There is a point where writing becomes more than a dangerous living. You reach that point when you write disparaging things about your boss and your boss is a despot who controls the secret police, the military and society at-large.
Mourad still works as a government photographer and he still writes novels in his free time. Mourad told CNN that he felt driven to write about life in Egypt under the rule of Mubarak. He knew it was dangerous, but felt the risk to his life was worth the reward of bringing the truth about life in Egypt to life.
So far Mourad has written only fictional tales of Mubarak's Egypt, but he said that eventually, perhaps a decade from now, he will write a true tale of what he experienced working so closely with Mubarak. Until then he is counting his blessings for having lived to tell the tales he knows.
It never ceases to amaze me how powerful the urge to write can be. Those who take up the pen find themselves controlled by emotions so raw, so explosive that even the fear of death itself is nothing compared with the desperation they feel about getting their story out.

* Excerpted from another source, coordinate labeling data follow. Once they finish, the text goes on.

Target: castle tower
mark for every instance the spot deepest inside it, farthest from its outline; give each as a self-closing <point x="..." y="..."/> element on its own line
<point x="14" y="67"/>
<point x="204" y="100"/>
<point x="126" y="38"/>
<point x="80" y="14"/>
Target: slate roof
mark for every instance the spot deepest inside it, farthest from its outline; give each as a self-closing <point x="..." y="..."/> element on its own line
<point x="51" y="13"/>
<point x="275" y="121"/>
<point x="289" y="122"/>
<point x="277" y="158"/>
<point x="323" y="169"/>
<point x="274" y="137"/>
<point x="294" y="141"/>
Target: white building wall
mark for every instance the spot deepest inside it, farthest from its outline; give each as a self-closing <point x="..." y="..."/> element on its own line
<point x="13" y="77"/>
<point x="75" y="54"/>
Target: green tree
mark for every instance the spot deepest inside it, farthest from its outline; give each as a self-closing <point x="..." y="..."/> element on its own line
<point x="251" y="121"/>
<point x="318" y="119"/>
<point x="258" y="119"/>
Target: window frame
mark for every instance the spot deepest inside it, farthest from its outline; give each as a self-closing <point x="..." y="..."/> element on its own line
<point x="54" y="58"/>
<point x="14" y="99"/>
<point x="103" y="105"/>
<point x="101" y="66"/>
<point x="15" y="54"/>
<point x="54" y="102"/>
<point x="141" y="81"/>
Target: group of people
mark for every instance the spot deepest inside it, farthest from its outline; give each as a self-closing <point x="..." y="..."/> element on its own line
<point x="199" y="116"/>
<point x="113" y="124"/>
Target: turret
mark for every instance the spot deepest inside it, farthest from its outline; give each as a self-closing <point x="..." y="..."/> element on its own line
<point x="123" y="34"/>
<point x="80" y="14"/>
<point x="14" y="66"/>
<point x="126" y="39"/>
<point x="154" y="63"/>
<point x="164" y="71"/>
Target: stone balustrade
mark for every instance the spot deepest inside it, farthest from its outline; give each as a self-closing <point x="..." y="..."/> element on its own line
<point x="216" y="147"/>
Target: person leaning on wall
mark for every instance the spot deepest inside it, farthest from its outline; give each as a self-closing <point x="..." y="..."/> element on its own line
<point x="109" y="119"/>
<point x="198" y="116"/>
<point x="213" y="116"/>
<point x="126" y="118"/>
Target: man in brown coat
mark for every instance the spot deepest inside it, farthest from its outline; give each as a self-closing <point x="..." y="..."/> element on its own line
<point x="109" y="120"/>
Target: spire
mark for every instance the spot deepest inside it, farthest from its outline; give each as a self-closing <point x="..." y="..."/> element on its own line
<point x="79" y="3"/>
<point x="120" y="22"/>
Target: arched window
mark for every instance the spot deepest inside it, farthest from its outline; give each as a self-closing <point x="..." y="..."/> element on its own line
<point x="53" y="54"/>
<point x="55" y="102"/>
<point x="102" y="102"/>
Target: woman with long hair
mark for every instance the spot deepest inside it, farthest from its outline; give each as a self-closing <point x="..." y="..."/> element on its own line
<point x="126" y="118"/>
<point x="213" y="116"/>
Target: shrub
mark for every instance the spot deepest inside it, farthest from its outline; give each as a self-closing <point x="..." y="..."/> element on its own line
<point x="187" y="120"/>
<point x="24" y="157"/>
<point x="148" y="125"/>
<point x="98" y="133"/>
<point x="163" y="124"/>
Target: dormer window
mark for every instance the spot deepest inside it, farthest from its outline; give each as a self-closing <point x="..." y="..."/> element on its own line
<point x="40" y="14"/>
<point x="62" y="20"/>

This is not only what makes great writers great, it's often what brings the truth to light.
"I was with Mubarak in the mornings and wrote against him in the evenings," said Mourad.
"I felt it was the most dangerous decision I made by writing about Mubarak's regime and the people around him, but I would not forgive myself if I didn't write. I decided that if anything happened to me it was God's will."
Mourad, 33, was with Mubarak throughout the revolution and the 18 days of uprising that led to his resignation in February, and could not join the protesters in Tahrir Square. "I was involved in my heart," he said.
He will not discuss the period in detail, except to say it was "horrible" to be with Mubarak at that time, but says he will write a book about it in the future.
Mubarak is currently on trial, accused of ordering the killing of protesters and corruption. He has denied the charges.